United States or Uzbekistan ? Vote for the TOP Country of the Week !


Carrory, die het meest uitgehongerd van ons allen was, had zijn laars in stukken gesneden en kauwde voortdurend op een stuk leder. Toen ik zag waartoe mijn makkers, door den honger gedreven, instaat waren, moet ik bekennen, dat zich een gevoel van angst van mij meester maakte, en dit, gevoegd bij de vrees die ik reeds koesterde, mij weinig gerust stelde.
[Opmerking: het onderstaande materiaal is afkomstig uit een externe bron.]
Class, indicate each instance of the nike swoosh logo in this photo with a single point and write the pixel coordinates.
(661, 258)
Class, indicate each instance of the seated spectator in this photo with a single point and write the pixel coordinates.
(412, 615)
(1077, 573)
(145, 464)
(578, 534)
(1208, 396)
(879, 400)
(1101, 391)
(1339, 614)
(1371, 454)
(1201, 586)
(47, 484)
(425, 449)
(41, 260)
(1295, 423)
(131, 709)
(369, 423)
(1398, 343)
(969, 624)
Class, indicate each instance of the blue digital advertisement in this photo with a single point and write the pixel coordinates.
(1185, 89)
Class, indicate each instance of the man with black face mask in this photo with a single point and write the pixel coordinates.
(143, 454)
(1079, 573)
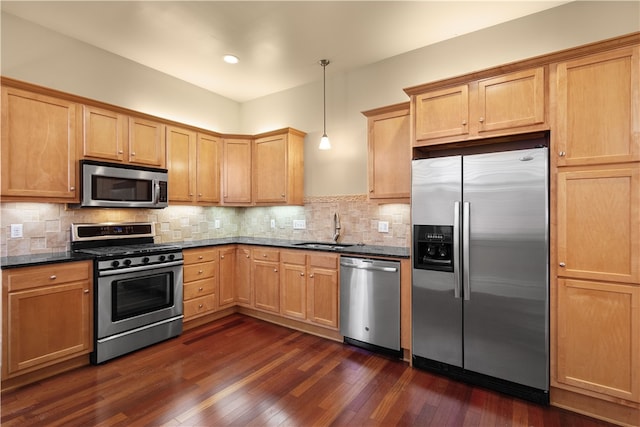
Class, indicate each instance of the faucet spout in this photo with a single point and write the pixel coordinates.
(336, 227)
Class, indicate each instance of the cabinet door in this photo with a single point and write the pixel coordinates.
(237, 172)
(181, 164)
(208, 157)
(293, 285)
(227, 276)
(597, 102)
(39, 135)
(266, 285)
(442, 113)
(243, 294)
(511, 101)
(104, 132)
(146, 143)
(598, 341)
(389, 155)
(598, 231)
(46, 325)
(270, 169)
(322, 300)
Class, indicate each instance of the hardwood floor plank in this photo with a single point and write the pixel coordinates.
(243, 371)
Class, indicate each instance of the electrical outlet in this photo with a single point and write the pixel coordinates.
(16, 231)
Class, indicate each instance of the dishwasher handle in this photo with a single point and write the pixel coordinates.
(369, 267)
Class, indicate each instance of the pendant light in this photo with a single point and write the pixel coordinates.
(324, 141)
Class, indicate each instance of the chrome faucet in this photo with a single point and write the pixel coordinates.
(336, 227)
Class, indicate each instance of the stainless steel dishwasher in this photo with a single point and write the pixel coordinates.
(370, 303)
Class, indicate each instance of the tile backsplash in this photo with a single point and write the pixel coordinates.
(46, 226)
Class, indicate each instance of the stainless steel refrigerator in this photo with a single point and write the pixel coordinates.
(480, 291)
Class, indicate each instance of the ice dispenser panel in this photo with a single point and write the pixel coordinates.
(433, 247)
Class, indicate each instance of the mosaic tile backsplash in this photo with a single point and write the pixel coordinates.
(46, 227)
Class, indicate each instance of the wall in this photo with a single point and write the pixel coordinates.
(46, 226)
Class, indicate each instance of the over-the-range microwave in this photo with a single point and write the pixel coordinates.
(111, 185)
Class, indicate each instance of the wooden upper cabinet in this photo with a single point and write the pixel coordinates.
(208, 159)
(597, 112)
(278, 168)
(39, 137)
(389, 167)
(442, 113)
(598, 228)
(146, 143)
(504, 104)
(511, 101)
(104, 134)
(236, 171)
(181, 158)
Toen men uw namen gevraagd had en de ingenieur na Carrory, Rémi riep, ben ik weenend op den grond gevallen, en nadat men over mij heengeloopen had, ben ik opgestaan, zonder iets daarvan te hebben bemerkt, zoo gelukkig was ik. Ik was er recht trotsch op, dat Mattia zooveel vertrouwen in mij stelde, zoo zelfs dat hij niet had willen gelooven dat ik sterven zou.

Waar daalt het? In de putten. En in de gang? Dat zal wel gebeuren; geduld slechts. Zeg, Bergounhoux, viel Carrory hem in de rede, met de tegenwoordigheid van geest en de gevatheid, die alles kenmerkte wat hij deed, als de maatschappij failliet gaat, zooals die van den meester, dan heeft uw vrouw niets. Wilt ge wel eens zwijgen, domkop, de maatschappij is rijk.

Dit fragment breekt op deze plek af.